Une mobilisation politique de l'Union européenne au plus haut niveau est nécessaire. Le 7 octobre, les grands organismes de régulation, réunis à Montevideo, dont l'Icann, ont pris leur distance avec la mainmise américaine sur internet.

Pour les États-Unis, le contrôle des données est aussi vital que celui de l'eau, de l'énergie. Mais il leur est difficile de maintenir le statu quo. Le système de gestion des noms de domaine doit devenir multilatéral. A l'Union européenne d'entrer dans le jeu et aux États-Unis de se conformer aux principes démocratiques. (Applaudissements)

M. Gaëtan Gorce .  - Notre Sénat porte une attention constante à la protection des données personnelles. On peut regretter que le règlement européen tarde à être adopté. La Cnil est en pointe sur le sujet. Quel type de société voulons-nous ? Telle est la question de fond. Je ne veux pas casser l'ambiance mais le numérique est lourd de menaces sur nos libertés individuelles. Soyons vigilants. Des évolutions technologiques présentées comme positives sont neutres en réalité, mais peuvent devenir négatives si notre attention se relâche. Je pense au fameux Big data, source de stratégies de marketing, mais aussi de profilage, de connaissance des opinions et de la santé des personnes.

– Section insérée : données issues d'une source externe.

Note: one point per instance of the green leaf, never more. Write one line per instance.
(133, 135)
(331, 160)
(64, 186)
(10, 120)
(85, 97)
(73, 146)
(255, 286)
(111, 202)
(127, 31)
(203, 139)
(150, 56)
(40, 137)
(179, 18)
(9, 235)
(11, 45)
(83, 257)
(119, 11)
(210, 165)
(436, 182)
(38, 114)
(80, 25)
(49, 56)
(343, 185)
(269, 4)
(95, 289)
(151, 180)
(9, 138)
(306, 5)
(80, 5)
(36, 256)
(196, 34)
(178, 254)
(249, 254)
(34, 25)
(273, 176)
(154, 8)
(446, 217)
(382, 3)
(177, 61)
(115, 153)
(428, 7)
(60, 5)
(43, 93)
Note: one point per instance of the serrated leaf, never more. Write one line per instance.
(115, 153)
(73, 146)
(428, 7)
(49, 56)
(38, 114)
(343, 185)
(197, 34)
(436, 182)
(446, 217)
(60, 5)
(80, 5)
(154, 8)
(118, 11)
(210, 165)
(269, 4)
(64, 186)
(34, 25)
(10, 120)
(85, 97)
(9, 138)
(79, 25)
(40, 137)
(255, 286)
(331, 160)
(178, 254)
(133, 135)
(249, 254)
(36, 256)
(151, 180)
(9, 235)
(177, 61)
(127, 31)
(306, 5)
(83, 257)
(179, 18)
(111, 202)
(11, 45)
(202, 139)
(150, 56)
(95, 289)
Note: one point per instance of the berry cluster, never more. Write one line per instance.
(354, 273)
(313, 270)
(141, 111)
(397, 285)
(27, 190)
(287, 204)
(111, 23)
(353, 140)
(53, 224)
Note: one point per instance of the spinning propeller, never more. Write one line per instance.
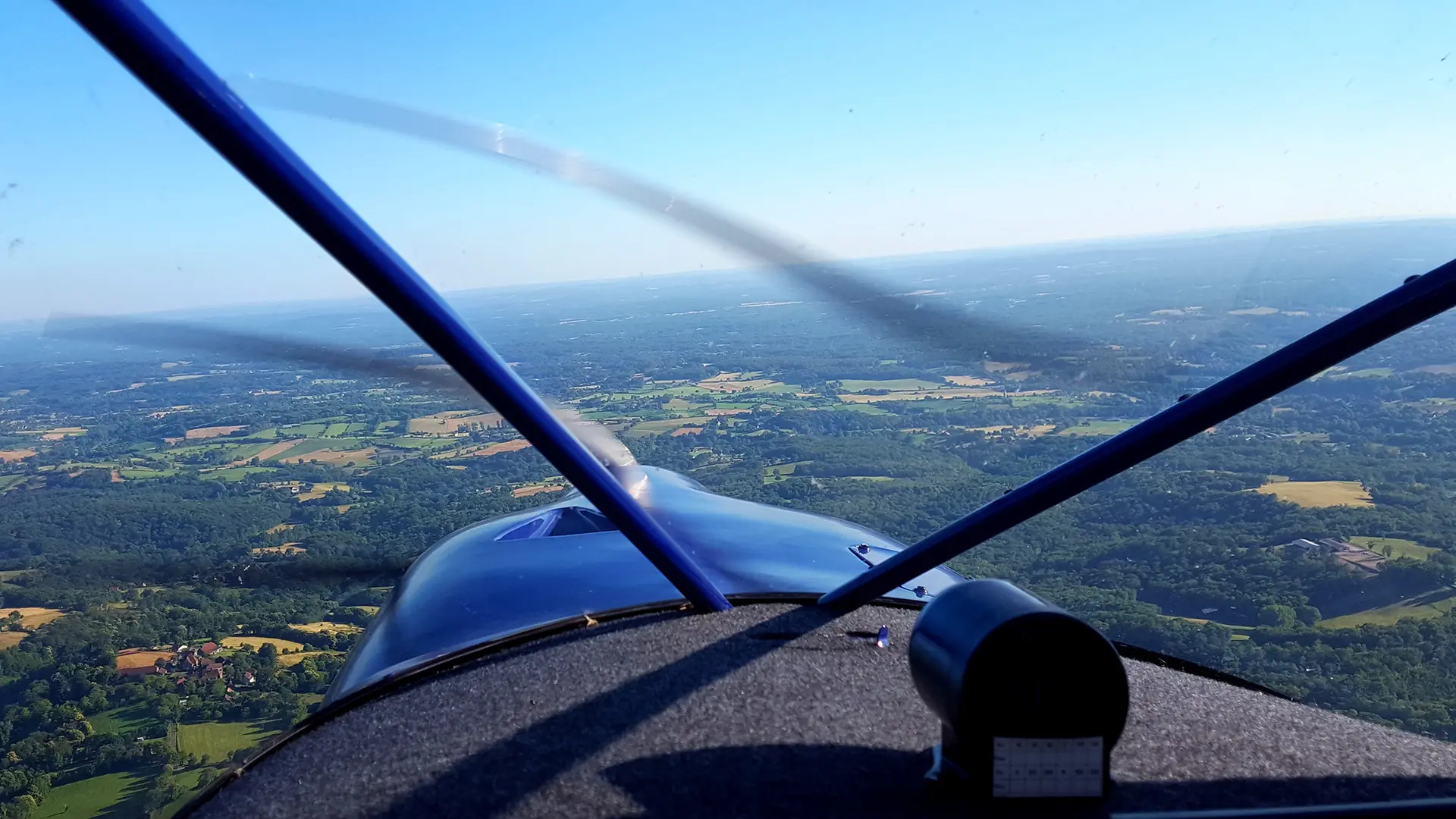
(935, 324)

Quant à l'Open Data, il se met en place sans évaluation préalable de ses risques sur la vie privée. Et que dire de la biométrie, considérée comme normale pour accéder à une cantine scolaire, ou à un équipement sportif ? Simon Sutour a soulevé le problème de l'exploitation de données personnelles par des services secrets, en citant Prism. Qui dit que nos propres services n'en font pas autant ?

Mme Nathalie Goulet.  - Secret défense !

M. Gaëtan Gorce.  - Je ne veux pas noircir le tableau à l'excès mais, pour des questions politiques, philosophiques et morales, face à ces évolutions technologiques, la notion même de vie privée ne disparaît-elle pas tout bonnement ?

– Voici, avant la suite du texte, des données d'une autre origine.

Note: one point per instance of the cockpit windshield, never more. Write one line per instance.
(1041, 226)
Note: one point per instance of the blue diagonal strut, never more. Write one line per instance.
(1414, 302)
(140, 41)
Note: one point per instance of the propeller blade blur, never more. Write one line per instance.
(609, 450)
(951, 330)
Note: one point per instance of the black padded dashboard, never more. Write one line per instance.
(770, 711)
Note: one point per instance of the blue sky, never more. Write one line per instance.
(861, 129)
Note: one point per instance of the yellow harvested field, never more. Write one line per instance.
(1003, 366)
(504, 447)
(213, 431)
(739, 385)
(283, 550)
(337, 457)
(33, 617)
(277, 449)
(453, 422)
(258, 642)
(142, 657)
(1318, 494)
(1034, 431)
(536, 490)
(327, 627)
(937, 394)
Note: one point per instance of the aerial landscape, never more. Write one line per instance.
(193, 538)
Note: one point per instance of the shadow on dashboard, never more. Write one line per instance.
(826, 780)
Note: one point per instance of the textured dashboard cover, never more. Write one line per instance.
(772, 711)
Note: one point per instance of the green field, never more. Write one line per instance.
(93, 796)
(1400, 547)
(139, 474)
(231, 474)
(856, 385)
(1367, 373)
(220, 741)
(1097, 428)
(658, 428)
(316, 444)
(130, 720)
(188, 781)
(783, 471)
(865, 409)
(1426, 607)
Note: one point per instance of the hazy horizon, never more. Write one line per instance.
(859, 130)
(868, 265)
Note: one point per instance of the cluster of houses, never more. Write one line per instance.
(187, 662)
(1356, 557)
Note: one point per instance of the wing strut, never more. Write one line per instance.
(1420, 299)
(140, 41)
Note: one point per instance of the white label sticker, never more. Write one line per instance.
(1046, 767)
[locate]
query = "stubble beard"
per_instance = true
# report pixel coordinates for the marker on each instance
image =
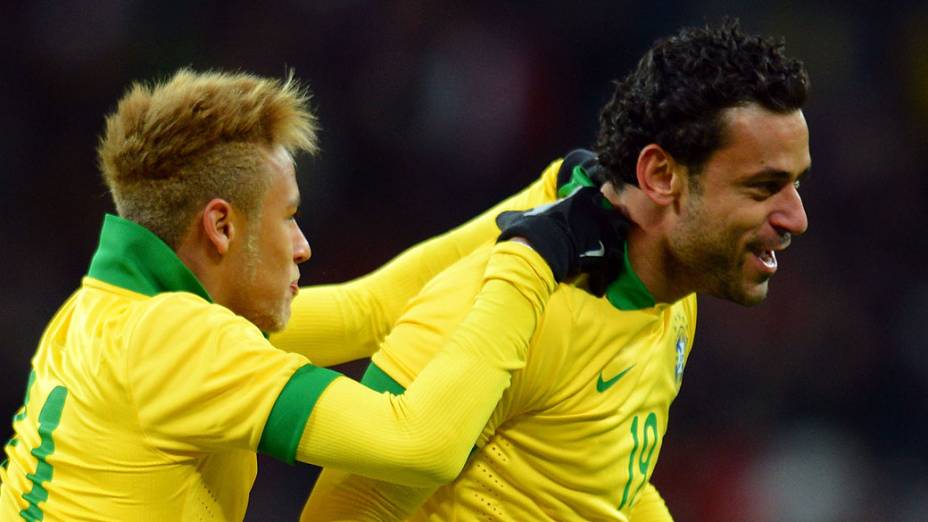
(268, 319)
(710, 261)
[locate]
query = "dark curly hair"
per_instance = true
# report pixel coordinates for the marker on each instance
(676, 95)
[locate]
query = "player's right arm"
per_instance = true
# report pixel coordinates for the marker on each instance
(332, 324)
(650, 507)
(416, 438)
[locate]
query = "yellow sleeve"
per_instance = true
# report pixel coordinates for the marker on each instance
(423, 437)
(333, 324)
(650, 507)
(203, 378)
(339, 495)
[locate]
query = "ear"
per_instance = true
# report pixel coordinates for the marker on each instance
(218, 226)
(659, 176)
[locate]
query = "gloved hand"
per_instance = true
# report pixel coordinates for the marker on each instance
(581, 233)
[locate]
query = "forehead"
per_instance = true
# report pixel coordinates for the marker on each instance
(756, 139)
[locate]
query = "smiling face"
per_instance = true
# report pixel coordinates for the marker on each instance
(266, 272)
(743, 206)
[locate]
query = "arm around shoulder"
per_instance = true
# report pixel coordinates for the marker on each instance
(416, 438)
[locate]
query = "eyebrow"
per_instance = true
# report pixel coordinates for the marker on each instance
(775, 174)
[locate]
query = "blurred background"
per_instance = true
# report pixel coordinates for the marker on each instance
(809, 407)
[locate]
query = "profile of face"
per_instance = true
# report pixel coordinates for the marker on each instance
(744, 206)
(270, 250)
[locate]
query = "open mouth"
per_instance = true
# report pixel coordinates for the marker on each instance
(767, 258)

Mme Nathalie Goulet.  - Si !

M. Gaëtan Gorce.  - Le comportement même de nos concitoyens favorise le phénomène. Les réseaux sociaux, sous couvert de nous valoriser, nous poussent à en dire trop.

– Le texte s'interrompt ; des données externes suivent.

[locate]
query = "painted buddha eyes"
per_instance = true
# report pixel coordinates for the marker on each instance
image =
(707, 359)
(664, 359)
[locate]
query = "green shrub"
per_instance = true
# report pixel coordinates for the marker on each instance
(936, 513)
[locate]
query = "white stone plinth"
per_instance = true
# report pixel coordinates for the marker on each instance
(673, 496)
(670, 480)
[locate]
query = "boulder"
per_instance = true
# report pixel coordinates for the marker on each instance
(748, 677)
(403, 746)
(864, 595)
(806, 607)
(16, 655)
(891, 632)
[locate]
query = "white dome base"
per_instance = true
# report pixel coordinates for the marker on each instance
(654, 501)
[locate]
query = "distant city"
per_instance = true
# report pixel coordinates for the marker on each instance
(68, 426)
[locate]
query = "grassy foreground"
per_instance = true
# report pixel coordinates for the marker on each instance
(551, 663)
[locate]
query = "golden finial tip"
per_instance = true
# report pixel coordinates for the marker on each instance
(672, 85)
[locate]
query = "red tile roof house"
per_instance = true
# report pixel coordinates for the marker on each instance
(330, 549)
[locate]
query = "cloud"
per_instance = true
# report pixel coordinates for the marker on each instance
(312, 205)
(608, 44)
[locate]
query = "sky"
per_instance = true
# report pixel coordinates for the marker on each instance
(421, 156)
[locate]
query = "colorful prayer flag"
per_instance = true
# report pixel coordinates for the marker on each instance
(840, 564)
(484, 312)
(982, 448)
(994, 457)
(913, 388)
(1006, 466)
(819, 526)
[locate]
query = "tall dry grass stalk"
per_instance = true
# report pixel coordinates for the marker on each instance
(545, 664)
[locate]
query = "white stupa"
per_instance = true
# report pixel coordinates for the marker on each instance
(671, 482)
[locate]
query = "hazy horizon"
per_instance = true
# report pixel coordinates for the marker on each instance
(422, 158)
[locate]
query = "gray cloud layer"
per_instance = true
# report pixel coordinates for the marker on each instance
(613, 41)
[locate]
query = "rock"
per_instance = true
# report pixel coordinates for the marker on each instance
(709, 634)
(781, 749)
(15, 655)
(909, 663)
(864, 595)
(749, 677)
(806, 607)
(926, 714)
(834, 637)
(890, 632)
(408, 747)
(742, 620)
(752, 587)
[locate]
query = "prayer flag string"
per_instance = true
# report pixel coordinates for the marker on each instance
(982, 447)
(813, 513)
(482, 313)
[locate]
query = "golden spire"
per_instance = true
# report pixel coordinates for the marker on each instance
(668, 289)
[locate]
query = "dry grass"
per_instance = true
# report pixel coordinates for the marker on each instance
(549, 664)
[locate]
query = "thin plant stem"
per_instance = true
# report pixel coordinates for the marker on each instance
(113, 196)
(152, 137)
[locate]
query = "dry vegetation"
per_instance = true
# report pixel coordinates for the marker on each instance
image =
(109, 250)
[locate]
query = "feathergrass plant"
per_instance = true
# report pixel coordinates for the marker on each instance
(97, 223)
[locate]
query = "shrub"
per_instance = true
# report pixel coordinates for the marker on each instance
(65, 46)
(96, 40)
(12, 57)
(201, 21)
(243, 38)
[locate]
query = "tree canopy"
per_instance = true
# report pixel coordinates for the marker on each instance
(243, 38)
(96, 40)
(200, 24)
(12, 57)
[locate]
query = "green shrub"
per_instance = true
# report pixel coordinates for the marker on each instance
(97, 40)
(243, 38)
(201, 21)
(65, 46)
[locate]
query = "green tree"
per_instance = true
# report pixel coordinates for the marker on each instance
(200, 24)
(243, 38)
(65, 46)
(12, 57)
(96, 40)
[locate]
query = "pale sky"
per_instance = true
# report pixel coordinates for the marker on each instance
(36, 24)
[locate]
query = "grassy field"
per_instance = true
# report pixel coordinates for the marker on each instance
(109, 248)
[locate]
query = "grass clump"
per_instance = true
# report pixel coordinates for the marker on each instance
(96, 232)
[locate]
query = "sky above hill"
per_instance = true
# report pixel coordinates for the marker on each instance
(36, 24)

Cette part d'intimité qui nous constitue, ce « misérable petit tas de secrets » dont parlait Malraux, que deviennent-ils s'ils ne sont point protégés ? L'ordre public en la matière doit être rappelé. Il ne doit pas être porté atteinte à la vie privée, qu'il s'agisse de la santé, des opinions... Travaillons-y et gardons-nous des dérives comme la croyance béate en la bonté absolue de la technologie. Celle-ci doit être conforme à nos valeurs. Les données doivent être subordonnées à d'autres préoccupations. Il faut se méfier de l'économisme primaire qui annonce l'essor de notre industrie et de notre économie : madame la ministre, vous n'échappez pas tout à fait à cette tentation. Le droit et la politique doivent primer. Mettrons-nous de l'ordre dans un droit international diffus ? Les États-Unis exigent la communication de données européennes sans qu'on en sache la finalité. Je regrette que le Gouvernement soit resté si prudent dans l'affaire Snowden. Ces pratiques sont contraires à notre conception de la société et posent un problème politique de fond, indiquons le clairement aux États-Unis au moment d'engager la négociation transatlantique.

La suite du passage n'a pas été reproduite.